It was an exciting interview, lasting until the shades of evening
surprised them. Miss Kate Dancox might have gone roving to the other end
of the globe, for all the attention given her just then. Poor Alice
cried and sighed, and trembled inwardly and outwardly. "To think that it
should just be to this place that I should come as governess, and to the
house of Captain Monk!" she wailed. "Surely he did not _kill_
papa!--intentionally!"
"No, no; nobody has ever thought that," disclaimed Nancy. "The Captain
is a passionate man, as is well known, and they quarrelled, and a hot
blow, not intentional, must have been struck between 'em. And all
through them blessed chimes, Miss Alice! Not but that they be sweet to
listen to--and they be going to ring again this New Year's Eve."
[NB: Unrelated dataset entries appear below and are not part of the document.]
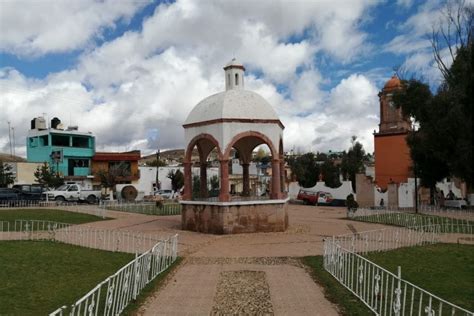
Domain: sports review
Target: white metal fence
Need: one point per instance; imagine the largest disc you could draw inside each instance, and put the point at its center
(90, 237)
(67, 206)
(383, 292)
(111, 296)
(446, 224)
(388, 238)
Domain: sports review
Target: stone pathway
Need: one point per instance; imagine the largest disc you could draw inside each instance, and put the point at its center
(222, 274)
(205, 289)
(242, 274)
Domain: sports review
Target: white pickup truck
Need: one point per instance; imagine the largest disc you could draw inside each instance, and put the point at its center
(73, 192)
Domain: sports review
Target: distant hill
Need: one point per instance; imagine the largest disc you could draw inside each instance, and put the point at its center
(9, 158)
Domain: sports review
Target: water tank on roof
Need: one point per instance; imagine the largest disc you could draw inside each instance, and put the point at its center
(38, 123)
(55, 122)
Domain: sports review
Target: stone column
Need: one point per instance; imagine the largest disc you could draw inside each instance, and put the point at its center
(245, 179)
(282, 175)
(276, 188)
(224, 195)
(188, 181)
(203, 180)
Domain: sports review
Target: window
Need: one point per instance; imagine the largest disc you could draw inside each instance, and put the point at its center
(44, 140)
(73, 188)
(33, 141)
(60, 140)
(80, 142)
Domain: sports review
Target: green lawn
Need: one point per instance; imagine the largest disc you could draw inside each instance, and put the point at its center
(38, 277)
(446, 270)
(46, 215)
(149, 209)
(447, 225)
(347, 303)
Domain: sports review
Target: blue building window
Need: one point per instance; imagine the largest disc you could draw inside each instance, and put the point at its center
(60, 140)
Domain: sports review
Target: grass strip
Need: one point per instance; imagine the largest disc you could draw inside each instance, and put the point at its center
(40, 276)
(155, 285)
(347, 303)
(11, 215)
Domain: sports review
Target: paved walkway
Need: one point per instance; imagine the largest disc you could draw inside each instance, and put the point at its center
(194, 287)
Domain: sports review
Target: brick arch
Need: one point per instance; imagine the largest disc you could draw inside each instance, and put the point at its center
(195, 140)
(259, 135)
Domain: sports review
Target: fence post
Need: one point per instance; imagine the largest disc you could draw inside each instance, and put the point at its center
(398, 292)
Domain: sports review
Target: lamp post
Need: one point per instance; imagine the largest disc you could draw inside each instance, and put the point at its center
(415, 174)
(157, 170)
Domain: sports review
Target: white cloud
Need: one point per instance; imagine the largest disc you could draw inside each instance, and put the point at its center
(34, 28)
(146, 82)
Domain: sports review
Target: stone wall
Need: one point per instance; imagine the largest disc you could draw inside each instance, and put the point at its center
(365, 190)
(234, 219)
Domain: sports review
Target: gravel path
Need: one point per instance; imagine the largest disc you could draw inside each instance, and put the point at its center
(242, 293)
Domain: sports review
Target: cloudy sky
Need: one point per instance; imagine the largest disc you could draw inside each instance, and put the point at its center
(131, 71)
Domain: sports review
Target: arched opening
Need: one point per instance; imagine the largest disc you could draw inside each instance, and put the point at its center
(254, 168)
(202, 168)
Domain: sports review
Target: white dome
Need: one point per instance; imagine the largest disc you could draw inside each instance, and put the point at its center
(232, 104)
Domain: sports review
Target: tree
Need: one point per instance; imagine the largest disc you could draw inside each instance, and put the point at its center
(46, 176)
(196, 186)
(442, 145)
(353, 161)
(157, 163)
(6, 174)
(111, 177)
(214, 191)
(177, 179)
(305, 169)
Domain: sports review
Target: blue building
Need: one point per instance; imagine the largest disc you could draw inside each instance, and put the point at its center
(67, 150)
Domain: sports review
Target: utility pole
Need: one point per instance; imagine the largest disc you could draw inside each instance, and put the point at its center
(13, 136)
(157, 169)
(10, 139)
(415, 174)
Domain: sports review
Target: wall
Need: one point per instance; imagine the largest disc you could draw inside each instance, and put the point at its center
(365, 190)
(392, 159)
(234, 219)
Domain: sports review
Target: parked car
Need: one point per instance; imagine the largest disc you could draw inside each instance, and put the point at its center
(315, 198)
(8, 196)
(166, 194)
(73, 193)
(30, 192)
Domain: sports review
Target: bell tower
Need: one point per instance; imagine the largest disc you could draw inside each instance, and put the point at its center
(234, 75)
(392, 119)
(392, 154)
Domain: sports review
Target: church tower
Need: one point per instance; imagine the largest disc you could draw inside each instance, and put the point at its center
(392, 119)
(392, 154)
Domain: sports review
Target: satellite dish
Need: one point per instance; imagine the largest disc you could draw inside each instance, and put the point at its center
(129, 193)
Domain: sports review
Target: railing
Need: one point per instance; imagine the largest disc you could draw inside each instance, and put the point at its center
(381, 291)
(388, 238)
(149, 208)
(397, 218)
(111, 240)
(67, 206)
(111, 296)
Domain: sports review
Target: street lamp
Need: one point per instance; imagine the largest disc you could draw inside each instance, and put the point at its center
(415, 173)
(157, 170)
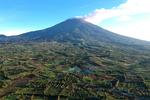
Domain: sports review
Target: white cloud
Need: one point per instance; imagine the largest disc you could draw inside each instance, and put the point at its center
(123, 11)
(139, 29)
(126, 18)
(14, 31)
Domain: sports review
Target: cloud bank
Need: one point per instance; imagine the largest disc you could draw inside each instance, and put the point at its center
(131, 18)
(123, 12)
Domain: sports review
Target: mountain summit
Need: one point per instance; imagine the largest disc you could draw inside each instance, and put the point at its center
(75, 30)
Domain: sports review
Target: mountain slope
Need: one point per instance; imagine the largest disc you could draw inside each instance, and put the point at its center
(76, 30)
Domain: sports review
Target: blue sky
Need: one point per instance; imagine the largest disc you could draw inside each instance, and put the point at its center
(19, 16)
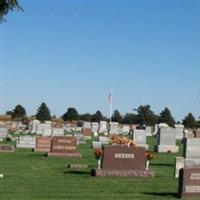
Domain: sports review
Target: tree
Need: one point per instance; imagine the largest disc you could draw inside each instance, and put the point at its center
(86, 117)
(146, 116)
(166, 117)
(19, 112)
(43, 113)
(130, 118)
(97, 117)
(6, 6)
(71, 114)
(116, 117)
(189, 121)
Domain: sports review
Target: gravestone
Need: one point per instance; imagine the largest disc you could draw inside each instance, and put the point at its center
(126, 129)
(191, 150)
(103, 127)
(123, 161)
(63, 146)
(57, 131)
(114, 128)
(33, 126)
(178, 165)
(7, 148)
(148, 130)
(179, 131)
(96, 145)
(104, 140)
(188, 134)
(189, 182)
(86, 130)
(43, 144)
(26, 142)
(40, 128)
(95, 128)
(3, 132)
(139, 137)
(166, 140)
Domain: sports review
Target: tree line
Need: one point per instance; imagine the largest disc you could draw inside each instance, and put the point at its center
(144, 116)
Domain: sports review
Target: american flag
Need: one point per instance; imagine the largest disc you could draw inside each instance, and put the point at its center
(110, 97)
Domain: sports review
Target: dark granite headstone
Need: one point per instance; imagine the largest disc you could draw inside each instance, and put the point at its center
(64, 146)
(123, 161)
(43, 144)
(6, 148)
(189, 182)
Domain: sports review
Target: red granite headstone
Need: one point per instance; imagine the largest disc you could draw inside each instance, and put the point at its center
(7, 148)
(189, 182)
(87, 132)
(117, 157)
(123, 161)
(64, 146)
(43, 144)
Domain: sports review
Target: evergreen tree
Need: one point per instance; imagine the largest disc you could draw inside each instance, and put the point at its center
(6, 6)
(130, 118)
(19, 112)
(189, 121)
(97, 117)
(116, 117)
(43, 113)
(146, 116)
(71, 114)
(166, 117)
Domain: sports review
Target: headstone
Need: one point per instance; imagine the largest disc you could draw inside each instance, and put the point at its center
(104, 140)
(178, 165)
(40, 128)
(189, 182)
(114, 128)
(57, 131)
(95, 127)
(7, 148)
(33, 126)
(179, 131)
(188, 134)
(123, 161)
(26, 142)
(148, 130)
(166, 140)
(96, 145)
(139, 137)
(43, 144)
(126, 129)
(63, 146)
(103, 127)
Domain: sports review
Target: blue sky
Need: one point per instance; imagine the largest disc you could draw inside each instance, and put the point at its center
(72, 53)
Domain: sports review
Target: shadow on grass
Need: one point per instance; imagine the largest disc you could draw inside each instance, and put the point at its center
(162, 164)
(77, 172)
(163, 194)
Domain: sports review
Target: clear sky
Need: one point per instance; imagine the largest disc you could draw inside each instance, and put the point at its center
(72, 53)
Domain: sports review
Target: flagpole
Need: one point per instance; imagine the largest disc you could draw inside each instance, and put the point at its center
(110, 112)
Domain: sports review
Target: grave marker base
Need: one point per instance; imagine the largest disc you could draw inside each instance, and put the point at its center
(122, 173)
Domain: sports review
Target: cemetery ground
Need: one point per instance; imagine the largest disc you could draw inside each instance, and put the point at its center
(32, 176)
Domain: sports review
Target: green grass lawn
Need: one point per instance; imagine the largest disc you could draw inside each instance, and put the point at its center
(29, 175)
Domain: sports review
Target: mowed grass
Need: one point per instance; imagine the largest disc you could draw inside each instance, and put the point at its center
(32, 176)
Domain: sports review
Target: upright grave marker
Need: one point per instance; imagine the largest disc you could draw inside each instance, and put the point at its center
(123, 161)
(166, 140)
(64, 146)
(43, 144)
(139, 137)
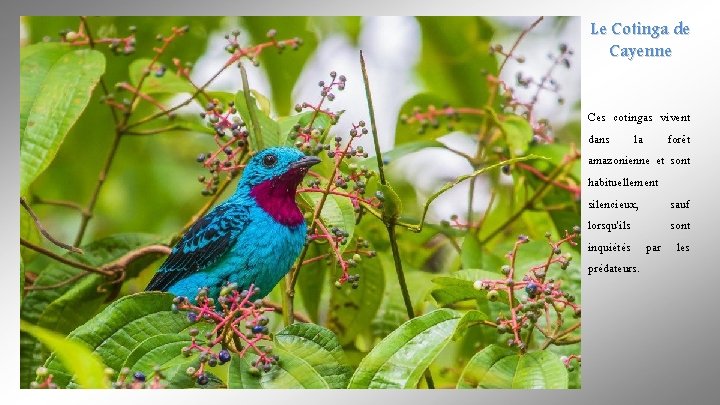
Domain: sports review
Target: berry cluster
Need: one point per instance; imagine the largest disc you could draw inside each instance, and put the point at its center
(43, 380)
(230, 135)
(541, 127)
(541, 293)
(232, 311)
(252, 53)
(310, 137)
(138, 379)
(568, 359)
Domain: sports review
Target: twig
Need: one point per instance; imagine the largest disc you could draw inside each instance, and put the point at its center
(44, 232)
(517, 42)
(389, 222)
(64, 260)
(57, 285)
(278, 308)
(124, 261)
(91, 44)
(58, 203)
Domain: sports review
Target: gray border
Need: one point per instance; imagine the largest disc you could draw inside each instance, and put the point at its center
(647, 361)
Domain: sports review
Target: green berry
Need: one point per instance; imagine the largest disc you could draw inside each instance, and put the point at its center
(492, 295)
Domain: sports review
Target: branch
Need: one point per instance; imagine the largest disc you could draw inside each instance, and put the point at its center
(64, 260)
(278, 308)
(44, 232)
(390, 222)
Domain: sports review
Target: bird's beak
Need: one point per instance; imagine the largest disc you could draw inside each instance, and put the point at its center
(304, 162)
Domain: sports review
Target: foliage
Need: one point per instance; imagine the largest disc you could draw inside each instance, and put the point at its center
(387, 292)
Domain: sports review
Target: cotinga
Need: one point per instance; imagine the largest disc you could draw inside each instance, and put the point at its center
(251, 238)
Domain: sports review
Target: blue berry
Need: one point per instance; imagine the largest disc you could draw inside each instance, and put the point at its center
(224, 356)
(531, 288)
(202, 379)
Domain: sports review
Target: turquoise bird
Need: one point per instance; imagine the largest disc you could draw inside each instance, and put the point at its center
(251, 238)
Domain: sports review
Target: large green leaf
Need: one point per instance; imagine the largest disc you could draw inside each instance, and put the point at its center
(500, 367)
(291, 372)
(353, 310)
(337, 212)
(518, 134)
(458, 286)
(55, 87)
(117, 332)
(320, 348)
(455, 59)
(66, 306)
(283, 69)
(169, 82)
(400, 359)
(270, 130)
(75, 356)
(401, 150)
(471, 254)
(164, 351)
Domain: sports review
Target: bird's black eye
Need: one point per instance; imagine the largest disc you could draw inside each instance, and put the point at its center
(269, 160)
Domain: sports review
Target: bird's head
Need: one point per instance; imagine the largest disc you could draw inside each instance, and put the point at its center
(271, 177)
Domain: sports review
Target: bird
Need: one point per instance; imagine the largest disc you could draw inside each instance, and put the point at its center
(251, 239)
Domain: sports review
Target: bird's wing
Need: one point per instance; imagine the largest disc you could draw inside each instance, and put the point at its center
(202, 245)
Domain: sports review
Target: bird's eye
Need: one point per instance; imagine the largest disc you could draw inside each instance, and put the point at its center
(269, 160)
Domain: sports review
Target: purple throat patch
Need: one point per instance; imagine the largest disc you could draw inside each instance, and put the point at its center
(277, 197)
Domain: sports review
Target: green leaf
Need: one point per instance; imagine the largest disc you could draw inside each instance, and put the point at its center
(312, 281)
(406, 133)
(392, 205)
(458, 286)
(239, 375)
(518, 134)
(164, 351)
(471, 253)
(353, 310)
(455, 58)
(337, 211)
(290, 372)
(320, 348)
(447, 186)
(55, 87)
(400, 359)
(282, 68)
(122, 327)
(88, 368)
(167, 83)
(65, 307)
(400, 151)
(499, 367)
(269, 128)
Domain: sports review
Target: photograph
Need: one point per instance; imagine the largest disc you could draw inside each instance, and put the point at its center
(280, 202)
Drawing her warm cloak about her, Nancy Cale set off towards her
cottage. Alice West sat on in the sheltered porch, utterly bewildered.
Never in her life had she felt so agitated, so incapable of sound and
sober thought. _Now_ it was explained why the bow-windowed sitting-room
at the Vicarage would always strike her as being familiar to her memory;
as though she had at some time known one that resembled it, or perhaps
seen one like it in a dream.
"Well, I'm sure!"
The jesting salutation came from Harry Carradyne. Despatched in search
of the truants, he had found Kate at the Vicarage, making much of the
last new baby there, and devouring a sumptuous tea of cakes and jam.